Weddington also her relayed own shock at being asked to represent the (winning) side of the case – she was only 26 at the time – and recounted the pre-trial anxiety she experienced and attempted to abate through “moo courts” (faux courts), which she staged to perfect the delivery of her oral argument.

Though shocked at the success of the Roe v. Wade trial – her first contested case – Weddington admitted that the greater surprise of her life has been the continual attention to and discussion of the trial; 32 years after the Supreme Court ruled 7-2 to legalize abortion nationwide, dialogue surrounding abortion continues to swirl, on both sides of the argument.

Weddington further conceded that she faces more adversity today than she did at the time of the ruling; in the 1970s, a woman of influence – especially in the political arena – was met, overwhelmingly, with respect for her rarity. In the twenty-first century, the increasing expansion of women’s rights has provided that a woman of Weddington’s status will not often induce the same amount of awe. In fact, Weddington believes that the staggering amount of career opportunities now available to women is potentially the greatest challenge that women today face.
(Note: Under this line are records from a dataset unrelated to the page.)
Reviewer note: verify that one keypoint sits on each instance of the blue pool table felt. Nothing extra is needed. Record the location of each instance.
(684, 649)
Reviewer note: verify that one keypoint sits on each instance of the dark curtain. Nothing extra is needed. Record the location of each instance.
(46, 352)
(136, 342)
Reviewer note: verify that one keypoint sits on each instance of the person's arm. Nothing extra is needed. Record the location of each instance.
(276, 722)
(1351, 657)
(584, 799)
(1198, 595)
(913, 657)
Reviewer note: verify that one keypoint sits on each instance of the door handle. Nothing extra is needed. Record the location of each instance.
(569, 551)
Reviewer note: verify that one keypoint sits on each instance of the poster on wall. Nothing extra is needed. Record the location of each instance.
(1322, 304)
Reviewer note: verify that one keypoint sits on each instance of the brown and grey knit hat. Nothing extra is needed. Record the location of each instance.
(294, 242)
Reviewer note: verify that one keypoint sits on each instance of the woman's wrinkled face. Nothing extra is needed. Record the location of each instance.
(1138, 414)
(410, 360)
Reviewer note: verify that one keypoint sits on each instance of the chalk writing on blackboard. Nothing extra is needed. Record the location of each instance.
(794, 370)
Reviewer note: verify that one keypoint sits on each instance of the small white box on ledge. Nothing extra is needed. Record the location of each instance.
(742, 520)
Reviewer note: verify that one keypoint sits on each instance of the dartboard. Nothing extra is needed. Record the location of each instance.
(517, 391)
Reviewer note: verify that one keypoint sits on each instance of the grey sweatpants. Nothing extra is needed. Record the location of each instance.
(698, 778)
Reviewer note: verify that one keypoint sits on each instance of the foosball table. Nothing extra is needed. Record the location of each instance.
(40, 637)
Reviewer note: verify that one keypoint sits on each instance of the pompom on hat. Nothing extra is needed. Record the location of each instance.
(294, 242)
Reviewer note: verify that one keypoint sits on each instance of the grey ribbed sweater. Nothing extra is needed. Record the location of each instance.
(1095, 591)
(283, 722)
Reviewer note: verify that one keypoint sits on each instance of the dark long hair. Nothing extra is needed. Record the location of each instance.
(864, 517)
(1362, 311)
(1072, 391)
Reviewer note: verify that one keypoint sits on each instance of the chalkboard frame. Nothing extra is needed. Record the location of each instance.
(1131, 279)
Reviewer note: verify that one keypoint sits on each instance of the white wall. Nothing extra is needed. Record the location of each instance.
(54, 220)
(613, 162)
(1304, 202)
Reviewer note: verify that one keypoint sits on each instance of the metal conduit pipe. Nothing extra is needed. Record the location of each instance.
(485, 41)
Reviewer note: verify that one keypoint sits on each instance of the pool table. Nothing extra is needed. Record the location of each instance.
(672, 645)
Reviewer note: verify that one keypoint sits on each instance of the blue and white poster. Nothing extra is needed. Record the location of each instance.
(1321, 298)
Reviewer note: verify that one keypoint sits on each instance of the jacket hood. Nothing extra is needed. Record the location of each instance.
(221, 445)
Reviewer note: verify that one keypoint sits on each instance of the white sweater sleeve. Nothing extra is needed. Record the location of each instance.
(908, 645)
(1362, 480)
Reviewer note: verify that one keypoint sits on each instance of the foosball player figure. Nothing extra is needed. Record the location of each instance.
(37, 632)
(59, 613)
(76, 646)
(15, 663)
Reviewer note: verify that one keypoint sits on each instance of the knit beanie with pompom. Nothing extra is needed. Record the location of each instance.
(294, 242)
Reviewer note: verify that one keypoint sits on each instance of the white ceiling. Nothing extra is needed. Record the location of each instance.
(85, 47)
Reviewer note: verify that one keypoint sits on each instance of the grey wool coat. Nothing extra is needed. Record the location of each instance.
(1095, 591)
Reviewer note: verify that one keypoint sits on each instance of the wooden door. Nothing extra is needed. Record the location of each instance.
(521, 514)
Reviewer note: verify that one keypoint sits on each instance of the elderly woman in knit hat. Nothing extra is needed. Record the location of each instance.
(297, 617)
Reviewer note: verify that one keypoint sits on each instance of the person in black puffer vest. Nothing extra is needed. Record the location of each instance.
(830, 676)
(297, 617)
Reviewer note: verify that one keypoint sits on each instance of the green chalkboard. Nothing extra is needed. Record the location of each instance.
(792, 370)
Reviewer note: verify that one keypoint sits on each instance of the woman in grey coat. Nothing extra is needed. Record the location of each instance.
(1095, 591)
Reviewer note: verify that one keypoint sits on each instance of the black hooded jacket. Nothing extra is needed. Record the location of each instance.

“There are more opportunities available to women, but it’s harder to secure them,” she said. “Whereas I was told that I had no options, women today are taught that they can do anything they want … this is a deceptive mantra.”

Weddington cited her mother, June Carter and the myriad inspiring women of the literary and political arenas as her most notable female influences. She also divulged her personal fears that the Roe v. Wade verdict could be overturned under the Bush administration. “If [Supreme Court Justice] Sandra Day O’Connor [who has been ill] is replaced, for example, many issues concerning women’s rights could be affected,” she said.

Though Weddington’s years of public speaking seemed apparent in her discussion – she articulated herself well, though often repeated what must be the most regularly-argued facets of her speech – she handled herself with poise, and made her aspirations for the future perfectly clear.

“It ain’t over,” she said. “The best I can do is offer the younger generation information, and hope that they will experience the joy of making an impact on something they care about.”